36 malicious apps have been discovered in the Google Play Store. The Android apps faked their appearance as security tools, but in reality, they actually harvest data on smartphones and track the user’s locations. Security researchers discovered the malicious apps and they said that the apps had been offering users different kinds of services. Trend Micro noted that the apps purported that they offer services such as cleaning junk, saving battery and scanning for viruses. The apps also alleged that they can cool the CPU, lock apps, WIFI security, message security and many more other things.
The apps were identified as Security Defender, Guardian Antivirus, Smart Security, Security Keeper, Deep Cleaner, and Advanced Boost. There are more apps on the list. Some of the apps actually did perform the task they were parading to be supporting. However at the same time, as they were giving services, they were also bombarding users with advertisements and also secretly collecting data from users. In some cases, they even tracked the user’s locations.
According to the security researchers, once the app was installed on the device it would not show on the list of application, neither would it have a shortcut pop up. The malware’s hide function was made to run on different devices using the Android system. The malware was made to explicitly stop working on devices such as the Google Nexus 6P, LGE LG-H525N, Xiaomi MI 4LTE and the ZTE N958St. Reasons, why the hackers did not make the malware work on these devices, are speculative. It could be the hackers did not want to be detected by Google Play during the strict inspection periods. Another reason might be they didn’t think the malware would work on the devices mentioned.

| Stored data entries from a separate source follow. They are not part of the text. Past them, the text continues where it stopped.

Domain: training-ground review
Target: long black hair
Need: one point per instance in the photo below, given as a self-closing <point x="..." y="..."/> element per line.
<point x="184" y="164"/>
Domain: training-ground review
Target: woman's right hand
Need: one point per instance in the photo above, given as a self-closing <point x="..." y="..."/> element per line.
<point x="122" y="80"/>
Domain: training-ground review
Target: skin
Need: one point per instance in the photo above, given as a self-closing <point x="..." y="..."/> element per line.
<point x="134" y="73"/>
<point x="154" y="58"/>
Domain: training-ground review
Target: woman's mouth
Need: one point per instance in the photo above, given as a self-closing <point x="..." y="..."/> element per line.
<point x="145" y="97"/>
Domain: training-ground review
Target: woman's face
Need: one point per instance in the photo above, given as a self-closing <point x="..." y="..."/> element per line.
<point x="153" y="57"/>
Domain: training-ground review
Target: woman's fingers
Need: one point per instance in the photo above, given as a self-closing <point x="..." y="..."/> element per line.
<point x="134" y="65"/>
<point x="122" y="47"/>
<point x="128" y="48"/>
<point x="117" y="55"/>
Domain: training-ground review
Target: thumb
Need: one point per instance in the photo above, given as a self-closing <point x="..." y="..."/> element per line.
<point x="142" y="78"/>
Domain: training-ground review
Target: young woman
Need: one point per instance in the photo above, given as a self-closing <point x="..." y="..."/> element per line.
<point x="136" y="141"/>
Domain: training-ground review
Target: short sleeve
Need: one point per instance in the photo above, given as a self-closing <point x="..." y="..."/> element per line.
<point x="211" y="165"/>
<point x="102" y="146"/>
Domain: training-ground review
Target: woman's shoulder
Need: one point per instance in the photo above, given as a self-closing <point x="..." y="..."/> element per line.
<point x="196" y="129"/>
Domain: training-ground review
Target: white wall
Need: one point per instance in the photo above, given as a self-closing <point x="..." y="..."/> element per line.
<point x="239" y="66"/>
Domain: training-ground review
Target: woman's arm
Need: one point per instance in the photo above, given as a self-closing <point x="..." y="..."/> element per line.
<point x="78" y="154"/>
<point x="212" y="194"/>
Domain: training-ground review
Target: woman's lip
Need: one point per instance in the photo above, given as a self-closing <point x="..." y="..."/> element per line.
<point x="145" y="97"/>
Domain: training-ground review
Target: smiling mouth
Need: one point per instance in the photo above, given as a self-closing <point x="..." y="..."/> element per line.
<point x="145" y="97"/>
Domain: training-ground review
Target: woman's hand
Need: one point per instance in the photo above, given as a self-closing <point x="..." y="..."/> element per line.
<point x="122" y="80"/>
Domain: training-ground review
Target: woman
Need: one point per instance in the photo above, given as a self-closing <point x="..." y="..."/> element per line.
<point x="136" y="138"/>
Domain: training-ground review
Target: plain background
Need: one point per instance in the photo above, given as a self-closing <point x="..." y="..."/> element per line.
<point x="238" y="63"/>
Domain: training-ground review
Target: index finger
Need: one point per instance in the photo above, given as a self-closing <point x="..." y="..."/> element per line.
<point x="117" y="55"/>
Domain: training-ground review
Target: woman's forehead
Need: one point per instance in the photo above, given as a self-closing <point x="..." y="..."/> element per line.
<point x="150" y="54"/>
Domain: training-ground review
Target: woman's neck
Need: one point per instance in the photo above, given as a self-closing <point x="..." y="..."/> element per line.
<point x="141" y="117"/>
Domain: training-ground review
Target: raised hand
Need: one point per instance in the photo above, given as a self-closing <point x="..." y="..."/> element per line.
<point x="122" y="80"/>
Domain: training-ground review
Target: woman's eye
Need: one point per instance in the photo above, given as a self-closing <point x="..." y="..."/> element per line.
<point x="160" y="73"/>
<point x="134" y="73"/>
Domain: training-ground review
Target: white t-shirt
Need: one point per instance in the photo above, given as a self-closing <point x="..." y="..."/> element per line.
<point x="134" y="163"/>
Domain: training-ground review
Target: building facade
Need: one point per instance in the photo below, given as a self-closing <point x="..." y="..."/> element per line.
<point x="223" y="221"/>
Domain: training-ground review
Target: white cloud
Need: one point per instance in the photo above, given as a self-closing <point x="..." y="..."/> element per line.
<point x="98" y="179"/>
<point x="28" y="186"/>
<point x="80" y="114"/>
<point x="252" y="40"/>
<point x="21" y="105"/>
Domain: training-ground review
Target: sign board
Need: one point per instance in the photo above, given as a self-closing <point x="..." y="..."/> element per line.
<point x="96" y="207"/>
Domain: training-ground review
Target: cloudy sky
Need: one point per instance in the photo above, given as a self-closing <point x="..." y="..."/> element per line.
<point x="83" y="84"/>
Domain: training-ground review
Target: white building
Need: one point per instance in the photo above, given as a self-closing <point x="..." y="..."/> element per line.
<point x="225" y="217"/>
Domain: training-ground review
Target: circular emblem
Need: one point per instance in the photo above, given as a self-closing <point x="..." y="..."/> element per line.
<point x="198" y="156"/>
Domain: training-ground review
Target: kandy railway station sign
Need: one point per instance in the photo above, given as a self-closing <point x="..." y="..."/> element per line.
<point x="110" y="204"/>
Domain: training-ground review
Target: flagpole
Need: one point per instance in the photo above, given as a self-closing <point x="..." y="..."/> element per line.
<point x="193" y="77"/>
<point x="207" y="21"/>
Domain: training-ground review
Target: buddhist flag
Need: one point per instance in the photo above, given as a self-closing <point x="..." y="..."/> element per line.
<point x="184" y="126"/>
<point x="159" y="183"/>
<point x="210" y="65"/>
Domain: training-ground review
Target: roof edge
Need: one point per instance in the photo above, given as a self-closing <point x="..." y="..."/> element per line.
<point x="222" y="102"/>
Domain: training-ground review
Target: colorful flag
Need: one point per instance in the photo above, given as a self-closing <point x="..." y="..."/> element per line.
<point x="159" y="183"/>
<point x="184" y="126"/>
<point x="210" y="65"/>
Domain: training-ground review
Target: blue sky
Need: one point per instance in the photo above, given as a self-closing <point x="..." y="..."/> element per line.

Once a user installed the malware and the fake apps, they would just receive fake security notifications and warnings. Writing about their research, the researchers mentioned that if any user installed a different app, the fake app would show it up as suspicious. The fake app could also send a notification such as 10.0 GB files are being wasted, and naturally, the user would be forced to act. However, all these would be fake news as the fake app aimed to gain some legitimacy.
The authors of the malware attempted to make the notifications received from the fake app as believable as possible, according to the researchers. If a user clicked on an option to resolve the issue reported, the fake app would put up a screen showing that the issue was solved.
Besides the fake security and data, users were also overwhelmed with advertisements. Any and every action they attempted on their devices would be accompanied by an advertisement by the fake apps. The advertisements acted in an aggressive manner and they showed up at any time. If there was a pop-up notification to charge the phone, they came. If the user wanted to unlock their screen, the advertisements would also pop up. Every action the user does was accompanied with advertisements. One of the apps aims was click bait and fake ad display.
The apps also prompted users to sign in and agree to an end user license agreement which described the information which was gathered and also used by the app. The researchers concluded that the data collection was illegal because none of the functions of the app warranted any data needed. The apps managed to collect data from users and send it to a remote server.
Trend Micro managed to notify Google about the fake apps back in December when they discovered them. And thankfully, the fake apps have all been removed from the Google Play Store.